So while the fallout from the last time I came across this company clears up, I decided to find out exactly how they do what they do. At the time of this writing, PassPack is at Beta5.39.5.
First and foremost… My old nemesis, multiple stylesheets for multiple browsers.
Whenever I see :
<!--[if gte IE 7]>
That’s usually the sign of a poor UI implementation. That means they are jumping through hoops when they really shouldn’t. That excerpt above means that they have a separate stylesheet for Internet Explorer 7. There’s one more for IE6, and it appears they have been through several versions of each stylesheet. It also appears that they’ve been experimenting with stylesheets specifically for the iPhone as well.
I know there’s no “standard” when it comes to the CSS implementation (especially CSS2), but in the year 2008, can we start “attempting” to use cross-browser CSS please? But hey, it’s a beta, so let’s move on.
You will be reminded to enter in an email, I strongly suggest you do use it. Just in case you forget your password… for the password reminder *cough*.
There’s an option for Auto-Login, and I suggest you not use it. As far as I can see, this defeats the whole purpose of security. Call me paranoid, but I never enable auto-logins in anything I use. Call it an old habit as an admin, but I think it makes sense.

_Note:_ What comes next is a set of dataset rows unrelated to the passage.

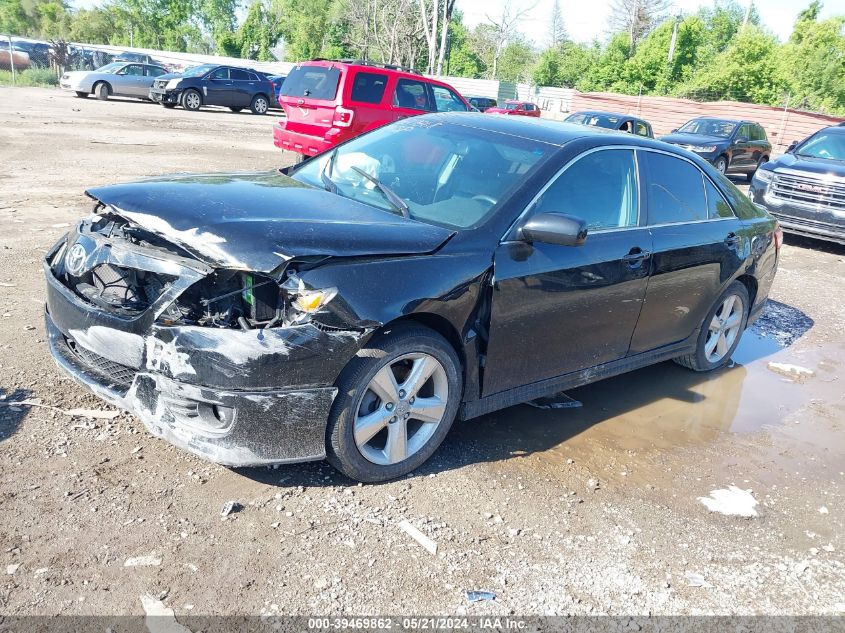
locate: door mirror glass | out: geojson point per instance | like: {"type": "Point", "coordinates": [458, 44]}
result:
{"type": "Point", "coordinates": [555, 228]}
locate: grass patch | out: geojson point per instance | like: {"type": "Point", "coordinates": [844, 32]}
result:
{"type": "Point", "coordinates": [30, 77]}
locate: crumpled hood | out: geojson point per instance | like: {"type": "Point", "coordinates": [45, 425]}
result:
{"type": "Point", "coordinates": [256, 222]}
{"type": "Point", "coordinates": [693, 139]}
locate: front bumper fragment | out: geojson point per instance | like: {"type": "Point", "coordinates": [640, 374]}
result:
{"type": "Point", "coordinates": [233, 428]}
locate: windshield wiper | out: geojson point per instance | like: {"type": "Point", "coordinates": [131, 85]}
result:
{"type": "Point", "coordinates": [326, 174]}
{"type": "Point", "coordinates": [391, 196]}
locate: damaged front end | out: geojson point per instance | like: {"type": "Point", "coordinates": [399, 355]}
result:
{"type": "Point", "coordinates": [233, 365]}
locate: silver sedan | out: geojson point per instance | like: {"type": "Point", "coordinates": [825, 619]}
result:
{"type": "Point", "coordinates": [119, 79]}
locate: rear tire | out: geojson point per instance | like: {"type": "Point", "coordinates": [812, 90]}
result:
{"type": "Point", "coordinates": [102, 90]}
{"type": "Point", "coordinates": [191, 100]}
{"type": "Point", "coordinates": [374, 432]}
{"type": "Point", "coordinates": [721, 331]}
{"type": "Point", "coordinates": [259, 104]}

The system will automatically log you out when inactive. You can change this setting by going into Account > Options. I suggest you not increase this setting. It defaults at 5 minutes, and in fact, you may want to reduce that to 2. Quickly finish up any entry you are making as the system cannot lockup while you are making an entry. Do not walk away from your computer while you are entering in anything because of this.

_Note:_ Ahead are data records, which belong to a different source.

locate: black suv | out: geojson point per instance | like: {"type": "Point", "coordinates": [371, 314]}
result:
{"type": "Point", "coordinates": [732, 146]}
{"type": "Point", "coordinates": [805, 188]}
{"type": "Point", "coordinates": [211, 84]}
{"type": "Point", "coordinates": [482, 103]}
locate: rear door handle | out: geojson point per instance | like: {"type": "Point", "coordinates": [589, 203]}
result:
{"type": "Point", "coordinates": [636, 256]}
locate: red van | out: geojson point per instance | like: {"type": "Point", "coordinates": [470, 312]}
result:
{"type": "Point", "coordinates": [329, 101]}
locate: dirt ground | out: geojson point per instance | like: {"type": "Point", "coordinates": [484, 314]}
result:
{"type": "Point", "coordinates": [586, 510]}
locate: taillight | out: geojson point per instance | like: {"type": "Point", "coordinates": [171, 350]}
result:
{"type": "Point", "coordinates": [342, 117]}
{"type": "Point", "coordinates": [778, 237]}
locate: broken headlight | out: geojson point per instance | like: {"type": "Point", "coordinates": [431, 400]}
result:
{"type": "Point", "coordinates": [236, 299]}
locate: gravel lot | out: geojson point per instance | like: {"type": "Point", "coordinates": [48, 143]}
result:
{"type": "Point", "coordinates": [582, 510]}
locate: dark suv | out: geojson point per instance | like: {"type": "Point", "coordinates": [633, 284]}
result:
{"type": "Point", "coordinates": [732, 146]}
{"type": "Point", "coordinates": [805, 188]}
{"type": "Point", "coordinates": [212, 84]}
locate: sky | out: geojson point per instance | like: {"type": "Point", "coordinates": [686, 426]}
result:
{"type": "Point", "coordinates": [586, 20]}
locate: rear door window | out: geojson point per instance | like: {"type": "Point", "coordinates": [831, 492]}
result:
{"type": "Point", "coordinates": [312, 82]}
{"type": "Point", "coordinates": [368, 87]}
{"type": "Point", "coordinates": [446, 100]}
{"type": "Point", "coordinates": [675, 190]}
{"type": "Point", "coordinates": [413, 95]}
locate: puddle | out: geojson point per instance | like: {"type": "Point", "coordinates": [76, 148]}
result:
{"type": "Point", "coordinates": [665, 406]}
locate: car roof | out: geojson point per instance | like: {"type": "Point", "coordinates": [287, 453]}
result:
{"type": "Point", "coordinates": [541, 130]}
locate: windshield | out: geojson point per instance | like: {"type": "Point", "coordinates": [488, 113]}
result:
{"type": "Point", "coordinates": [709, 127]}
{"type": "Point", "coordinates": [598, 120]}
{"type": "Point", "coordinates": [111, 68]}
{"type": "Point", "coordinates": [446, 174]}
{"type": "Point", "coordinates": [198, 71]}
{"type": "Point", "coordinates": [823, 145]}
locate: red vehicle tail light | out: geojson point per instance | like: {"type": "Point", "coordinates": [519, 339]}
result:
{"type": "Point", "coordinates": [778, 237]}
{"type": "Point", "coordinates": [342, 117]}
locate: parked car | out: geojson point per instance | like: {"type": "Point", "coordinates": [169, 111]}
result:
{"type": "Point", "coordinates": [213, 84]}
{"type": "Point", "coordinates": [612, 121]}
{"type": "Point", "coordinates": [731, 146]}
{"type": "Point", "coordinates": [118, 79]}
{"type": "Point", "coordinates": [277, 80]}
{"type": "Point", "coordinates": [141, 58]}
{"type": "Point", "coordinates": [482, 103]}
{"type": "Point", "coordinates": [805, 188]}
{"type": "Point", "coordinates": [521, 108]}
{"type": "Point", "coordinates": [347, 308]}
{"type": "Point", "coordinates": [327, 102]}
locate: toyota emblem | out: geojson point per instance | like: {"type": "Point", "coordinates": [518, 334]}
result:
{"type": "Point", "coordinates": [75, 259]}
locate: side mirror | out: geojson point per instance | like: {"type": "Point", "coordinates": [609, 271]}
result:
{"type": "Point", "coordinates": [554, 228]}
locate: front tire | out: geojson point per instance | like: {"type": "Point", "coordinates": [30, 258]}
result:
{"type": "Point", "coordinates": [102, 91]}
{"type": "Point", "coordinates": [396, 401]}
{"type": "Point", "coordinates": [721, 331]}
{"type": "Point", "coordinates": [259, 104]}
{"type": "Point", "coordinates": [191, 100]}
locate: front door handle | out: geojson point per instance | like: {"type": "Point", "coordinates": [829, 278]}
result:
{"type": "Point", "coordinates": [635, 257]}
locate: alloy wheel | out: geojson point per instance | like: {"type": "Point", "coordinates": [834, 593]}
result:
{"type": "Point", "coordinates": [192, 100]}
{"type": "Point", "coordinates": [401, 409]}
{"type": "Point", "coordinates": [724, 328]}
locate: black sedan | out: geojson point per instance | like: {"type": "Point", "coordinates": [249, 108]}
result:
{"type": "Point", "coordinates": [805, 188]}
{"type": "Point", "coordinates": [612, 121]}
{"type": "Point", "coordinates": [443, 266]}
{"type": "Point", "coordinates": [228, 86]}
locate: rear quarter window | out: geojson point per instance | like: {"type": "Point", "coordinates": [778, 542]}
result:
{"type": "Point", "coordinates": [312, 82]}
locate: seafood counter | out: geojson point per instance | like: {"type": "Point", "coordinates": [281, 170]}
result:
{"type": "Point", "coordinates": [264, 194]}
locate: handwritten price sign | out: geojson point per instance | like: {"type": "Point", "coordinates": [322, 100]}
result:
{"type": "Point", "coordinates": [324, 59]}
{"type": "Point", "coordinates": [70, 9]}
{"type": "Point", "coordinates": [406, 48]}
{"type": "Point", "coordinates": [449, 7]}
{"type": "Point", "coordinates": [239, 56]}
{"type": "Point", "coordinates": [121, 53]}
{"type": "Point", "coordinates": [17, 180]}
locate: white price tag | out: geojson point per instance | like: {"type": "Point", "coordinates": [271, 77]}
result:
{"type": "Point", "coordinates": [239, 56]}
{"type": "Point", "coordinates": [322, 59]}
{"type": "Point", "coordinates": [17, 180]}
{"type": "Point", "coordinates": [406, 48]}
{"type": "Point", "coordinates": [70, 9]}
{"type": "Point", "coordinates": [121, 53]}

Get into this habit : Login, do your thing, logout. You might think it’s a pain to re-enter your info, but don’t worry about having to log in again. It’s much worse if you left it unattended for some stranger screw up your passwords.
The Password display shows if you have set any of the additional options for each password entry… That is an actual Password, a UserID, a Link to whatever login page you will need the password for as well as any Tags. I’m not sure if the Tags make any sense if you are descriptive in the Title.
Do use the disposable logins if you plan to take a trip. It allows you to create a one-time use login for when you are away from your home computer. It’s a good idea if you are using a system in a CyberCafe or hotel.
The scripts are designed to ensure that you are not being tricked into entering data while browsing another page. I.E. Phishing attempts. Also a lot of password encoding, special character recognition, strength metering, query sanitizing etc… takes place client-side. Some of the scripts appear to be written by Francesco Sullo, also the author of aSSL.
It’s too bad their employees couldn’t learn any lessons from this guy, because he apparently knows how to
spam “Evangelize” properly… That’s what I call helpful spam. Now if only he would stop giving 5 stars to his own product on Download.com.
In addition to this, PassPack does use some publicly available code. The system makes heavy use of the jQuery script library to do AJAX calls and perform other UI functions. jQuery alone has a number of browsers that it is compatible with, and a few others that it isn’t.
Any attempt to use them or other incompatible browser, and you will be greeted with the following message :
Sorry. The version beta5 of PassPack has not been full tested with this browser version.
As far as betas go, it’s pretty decent. I would like to see more UI refinement and for God’s sake, get rid of the multiple stylesheets.
I think I will be keeping my account and I look forward to the next iteration. Hopefully they will continue to perform as advertised.
What exactly is PassPack? It’s a bookmarker on steroids. Except, substitute “Title” with “Location” and “URL” with “Password”. For what it is, it gets the job done.
It’s not accessible. The UI could use a bit more streamlining as I can see how novice users can get a bit tangled up during the registration process. They need to make it clearer ahead of time that there are three crucial bits of information required from the user during the registration :
Your Password (Moderately complex)
Your PackingKey (Very complex)
The Password allows you to login to the system. The PackingKey unlocks all your entries.
They haven’t restricted access to the stylesheets and script libraries. Which means a compromised browser may be tapped by an unscrupulous individual and trick the user into entering in his/her info. I should not be able download any of the script files or CSS by plugging the URL into my browser. This is kind of important.
It would be nice if they can accommodate users with special needs.
What’s inherent to this system, and indeed endemic to all web-based solutions, it’s web-based. As in you need to have Internet access to retrieve your passwords.
Now if only they will fix their ridiculous marketing campaign, things would be dandy.